The problem here isn't the registrar.
They would not have taken a major paying customer offline without reason.
The problem here is that people were relying on the Indian developers to be competent enough to prevent phishing, and innocent enough not to have uploaded it themselves.
In practice people will still flock to "cloud" but will stick to the big names, not the small ones. Because the big ones are their own registrar, and they pay ICANN't enough to not kick them off without notice.
The take-away ought to still be that you need your mission critical stuff on your own infrastructure, preferrably in a box right next to where you need it (ie office productivity "app"s right there in the office, thanks), but that's not gonna happen. Reasons why on a postcard, etc.
This is totally wrong!
Unless, you know, Zoho was promoting a political opinion I didn't like, or something. In that case de-platforming is totally cool.
No. It highlights the danger of not vetting vendors. There's nothing here cloud specific. A shitty vendor had a poor step with a crappy 3rd party that had the ability (and exercised it) to bring them down.
I mean shit I had this same example on a welding job recently. Company we engaged didn't have the necessary quality control to vet their sub contractors and ensure that they wouldn't suddenly leave them high and dry during a critical day. Fortunately we identified this months ago and had a plan b ready.
There's no inherent problem with outsourcing to cloud providers, you just have to know how to vet the cloud providers.
No, this is a slam against cloud stuff like Zoho. You don't know when someone will turn off your cloud provider's power because the guy who mows their lawn angered the wrong power company lineman. Or DNS, or government, etc. If your software is in house, you will have access to it during minor external hiccups. If *you* have the lineman issue, or a government raid, then you have bigger things to worry about than software availability. If you lose your external DNS, your software still exists in house though!
Show me one cloud vendor who will pay for actual losses cause by their outages (rather than maybe refund this months fee), or one that will not provide government with data they request or simply provide a back-door. It's nice how many providers claim 99.999% availability but are unable to offer insurance against it assuming those odds (for example break even insurance would be I pay $1 per day, and for outage I get paid $100,000 per day, or $69.4 per minute, if they paid $50/minute of outage and charged $1 per day for this insurance, they'd be making money, unless of course 99.999% outage is a fake number).

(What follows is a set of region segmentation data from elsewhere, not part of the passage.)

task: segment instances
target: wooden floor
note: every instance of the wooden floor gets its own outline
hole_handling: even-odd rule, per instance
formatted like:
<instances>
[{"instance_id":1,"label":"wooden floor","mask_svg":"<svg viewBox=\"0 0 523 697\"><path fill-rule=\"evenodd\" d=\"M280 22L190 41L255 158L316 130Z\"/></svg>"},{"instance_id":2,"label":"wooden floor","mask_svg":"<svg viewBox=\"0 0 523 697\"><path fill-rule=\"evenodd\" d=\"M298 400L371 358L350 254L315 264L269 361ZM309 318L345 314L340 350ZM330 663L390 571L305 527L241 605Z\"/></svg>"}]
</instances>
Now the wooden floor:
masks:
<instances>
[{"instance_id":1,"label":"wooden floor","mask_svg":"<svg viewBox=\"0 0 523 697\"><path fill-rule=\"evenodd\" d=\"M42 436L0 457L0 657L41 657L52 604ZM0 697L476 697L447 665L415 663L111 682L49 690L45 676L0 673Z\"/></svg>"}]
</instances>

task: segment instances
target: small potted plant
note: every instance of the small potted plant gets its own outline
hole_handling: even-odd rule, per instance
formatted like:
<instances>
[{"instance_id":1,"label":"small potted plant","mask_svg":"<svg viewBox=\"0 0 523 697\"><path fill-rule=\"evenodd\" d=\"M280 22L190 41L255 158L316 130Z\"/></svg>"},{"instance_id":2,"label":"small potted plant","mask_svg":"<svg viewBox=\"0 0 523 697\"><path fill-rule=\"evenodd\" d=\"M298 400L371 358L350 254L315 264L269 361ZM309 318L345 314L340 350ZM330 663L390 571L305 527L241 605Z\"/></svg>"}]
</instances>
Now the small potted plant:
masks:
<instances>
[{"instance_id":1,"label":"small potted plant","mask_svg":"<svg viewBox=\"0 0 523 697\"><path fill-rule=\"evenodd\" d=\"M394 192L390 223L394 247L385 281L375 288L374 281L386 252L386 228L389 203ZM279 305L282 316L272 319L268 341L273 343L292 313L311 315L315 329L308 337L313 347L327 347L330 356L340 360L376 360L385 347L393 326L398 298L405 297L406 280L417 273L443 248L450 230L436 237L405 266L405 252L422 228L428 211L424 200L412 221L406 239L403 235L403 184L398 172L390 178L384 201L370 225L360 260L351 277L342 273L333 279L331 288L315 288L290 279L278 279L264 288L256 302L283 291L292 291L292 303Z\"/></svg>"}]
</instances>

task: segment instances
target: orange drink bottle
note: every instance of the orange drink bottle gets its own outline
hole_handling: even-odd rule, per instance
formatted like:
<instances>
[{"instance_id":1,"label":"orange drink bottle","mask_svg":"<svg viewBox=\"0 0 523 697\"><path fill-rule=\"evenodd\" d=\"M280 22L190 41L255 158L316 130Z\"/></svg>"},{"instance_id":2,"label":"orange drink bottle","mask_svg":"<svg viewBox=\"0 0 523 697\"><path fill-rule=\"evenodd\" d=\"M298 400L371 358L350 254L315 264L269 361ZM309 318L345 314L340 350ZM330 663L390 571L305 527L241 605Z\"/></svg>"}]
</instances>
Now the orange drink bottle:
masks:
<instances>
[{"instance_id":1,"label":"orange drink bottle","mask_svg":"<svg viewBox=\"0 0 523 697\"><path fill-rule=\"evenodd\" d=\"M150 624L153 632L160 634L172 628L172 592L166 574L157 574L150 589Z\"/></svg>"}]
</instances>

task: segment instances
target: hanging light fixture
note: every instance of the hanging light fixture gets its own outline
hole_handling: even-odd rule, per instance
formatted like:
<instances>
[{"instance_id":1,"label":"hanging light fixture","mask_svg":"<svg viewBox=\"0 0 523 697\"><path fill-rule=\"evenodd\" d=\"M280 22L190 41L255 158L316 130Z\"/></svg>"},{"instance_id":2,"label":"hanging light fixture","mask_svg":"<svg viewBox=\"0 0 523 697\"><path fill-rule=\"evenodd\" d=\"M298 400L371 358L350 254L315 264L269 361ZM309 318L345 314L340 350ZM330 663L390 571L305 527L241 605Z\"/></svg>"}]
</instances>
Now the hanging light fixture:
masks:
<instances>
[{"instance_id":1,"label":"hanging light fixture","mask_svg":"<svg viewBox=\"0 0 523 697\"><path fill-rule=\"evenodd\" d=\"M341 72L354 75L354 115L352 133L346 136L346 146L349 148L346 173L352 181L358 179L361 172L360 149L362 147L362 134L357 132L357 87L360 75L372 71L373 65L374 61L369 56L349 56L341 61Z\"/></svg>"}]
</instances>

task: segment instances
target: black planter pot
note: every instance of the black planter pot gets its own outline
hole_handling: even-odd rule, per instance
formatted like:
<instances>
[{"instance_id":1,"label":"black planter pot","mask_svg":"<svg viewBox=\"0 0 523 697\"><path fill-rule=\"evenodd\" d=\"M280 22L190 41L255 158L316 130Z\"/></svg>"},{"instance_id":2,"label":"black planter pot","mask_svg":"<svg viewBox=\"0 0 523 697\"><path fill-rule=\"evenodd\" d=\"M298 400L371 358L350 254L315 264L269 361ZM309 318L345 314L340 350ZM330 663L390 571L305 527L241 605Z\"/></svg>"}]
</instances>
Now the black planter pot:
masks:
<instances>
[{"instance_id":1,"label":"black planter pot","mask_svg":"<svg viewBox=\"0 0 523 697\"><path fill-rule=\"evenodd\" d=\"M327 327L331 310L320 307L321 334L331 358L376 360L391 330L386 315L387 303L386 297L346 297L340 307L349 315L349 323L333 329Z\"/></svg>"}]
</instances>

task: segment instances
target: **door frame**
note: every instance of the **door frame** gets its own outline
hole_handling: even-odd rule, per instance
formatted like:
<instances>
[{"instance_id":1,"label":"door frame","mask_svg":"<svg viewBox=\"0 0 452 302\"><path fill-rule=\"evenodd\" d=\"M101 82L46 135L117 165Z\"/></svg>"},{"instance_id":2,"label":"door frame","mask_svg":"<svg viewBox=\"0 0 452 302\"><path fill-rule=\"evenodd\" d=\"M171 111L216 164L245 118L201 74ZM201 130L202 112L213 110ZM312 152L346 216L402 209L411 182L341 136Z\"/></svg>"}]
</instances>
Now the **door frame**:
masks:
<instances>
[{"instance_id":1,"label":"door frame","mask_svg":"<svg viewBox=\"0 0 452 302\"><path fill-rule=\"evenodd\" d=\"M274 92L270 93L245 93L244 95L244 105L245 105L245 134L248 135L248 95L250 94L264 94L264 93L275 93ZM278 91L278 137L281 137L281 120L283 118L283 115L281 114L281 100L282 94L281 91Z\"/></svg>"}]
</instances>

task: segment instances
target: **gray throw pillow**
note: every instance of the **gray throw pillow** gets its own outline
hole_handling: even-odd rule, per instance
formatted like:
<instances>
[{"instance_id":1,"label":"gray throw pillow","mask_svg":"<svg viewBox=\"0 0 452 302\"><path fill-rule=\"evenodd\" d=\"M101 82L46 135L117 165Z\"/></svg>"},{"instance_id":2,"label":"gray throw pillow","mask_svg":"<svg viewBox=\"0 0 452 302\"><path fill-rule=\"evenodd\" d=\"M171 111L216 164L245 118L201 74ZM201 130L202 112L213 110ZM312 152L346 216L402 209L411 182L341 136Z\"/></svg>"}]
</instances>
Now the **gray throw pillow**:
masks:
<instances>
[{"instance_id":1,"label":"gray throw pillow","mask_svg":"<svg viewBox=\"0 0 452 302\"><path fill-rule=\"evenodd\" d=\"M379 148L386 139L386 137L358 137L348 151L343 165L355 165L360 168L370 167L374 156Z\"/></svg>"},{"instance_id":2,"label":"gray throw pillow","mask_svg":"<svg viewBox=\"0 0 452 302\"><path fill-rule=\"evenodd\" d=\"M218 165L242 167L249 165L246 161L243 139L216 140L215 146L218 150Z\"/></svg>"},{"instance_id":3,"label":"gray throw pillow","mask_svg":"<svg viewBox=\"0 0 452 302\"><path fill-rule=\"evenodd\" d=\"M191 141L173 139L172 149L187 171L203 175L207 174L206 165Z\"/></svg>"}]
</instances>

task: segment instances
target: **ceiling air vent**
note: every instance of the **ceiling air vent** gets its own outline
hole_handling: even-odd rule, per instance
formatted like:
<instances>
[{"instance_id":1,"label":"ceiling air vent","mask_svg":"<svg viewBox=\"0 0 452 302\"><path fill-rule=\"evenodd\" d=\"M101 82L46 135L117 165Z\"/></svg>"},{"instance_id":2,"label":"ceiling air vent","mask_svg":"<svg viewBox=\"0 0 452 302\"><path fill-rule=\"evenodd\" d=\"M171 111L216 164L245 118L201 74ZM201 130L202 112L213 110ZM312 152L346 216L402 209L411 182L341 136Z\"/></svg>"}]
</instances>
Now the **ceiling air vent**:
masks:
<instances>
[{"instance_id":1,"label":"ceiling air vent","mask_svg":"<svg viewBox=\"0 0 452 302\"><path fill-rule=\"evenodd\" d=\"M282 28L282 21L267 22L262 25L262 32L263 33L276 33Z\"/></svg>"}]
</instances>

Show me one cloud vendor who will pay for actual losses cause by their outages
Amazon, Microsoft, Google to name a few. Just because you're using a shitty little free service doesn't mean that enterprise contracts don't have very long and strict performance metrics with legal teams on both ends.
or one that will not provide government with data they request or simply provide a back-door.
Rather than asking to prove a negative, you can start by displaying the positive.
It's nice how many providers claim 99.999% availability but are unable to offer insurance against it assuming those odds
And yet that insurance is precisely what is in enterprise contracts.
But ultimately your complaints are completely off point. Before you start incorrectly criticizing the reliability and insurance of cloud based vendors you should first ask yourself: Can I do better? *You* may be able to. The hordes of small business owners on the other hand whose backup strategy involves coping files from one folder to another on the same disk i.e. the types of people who use Zoho in the first place aren't able to.
But then everyone likes to think they are better or top shit until they actually come across a problem of their own. Mersk didn't use a cloud vendor when they managed to globally take down their entire very well funded IT infrastructure including geographically disperse and redundant AD controllers. Maybe they should have.